I am wondering if anyone can share some insight about the -R parameter in Bowtie2. The manual states as follows, "...maximum number of times Bowtie 2 will "re-seed" reads with repetitive seeds. Bowtie 2 simply chooses a new set of reads (same length, same number of mismatches allowed) at different offsets and searches for more seed alignments. A read is considered to have repetitive seeds if the total number of seed hits divided by the number of seeds that aligned at least once is greater than 300."

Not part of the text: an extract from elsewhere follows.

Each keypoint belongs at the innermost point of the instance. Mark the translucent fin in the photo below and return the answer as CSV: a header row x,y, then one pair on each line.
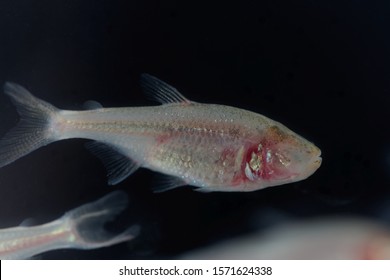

Focusing on the bold text above, what is the difference between a seed hit and a seed that aligned? I am under the impression that a seed is only generated if it has a perfect match to the reference genome to begin with, so this confuses me.
My understanding is that the R parameter is meant to reduce the occurrence of highly repetitive seeds that may substantially seed extensions phase with false positives, wasting computing resources. However, it is a parameter that increases from 2 to 3 when the very-sensitive preset is chosen. So, in hopes to better understand the underpinnings I am hoping someone can shed some light.
Thanks!
In case anyone is interested...My understanding now is that if the collection of seeds align to a reference genome many many times, but the extension phase only results in fewer than 1 in 300 successful alignments, the read is then considered “repetitive” and then is re-seeded.
Would be great if someone could verify this. Thanks!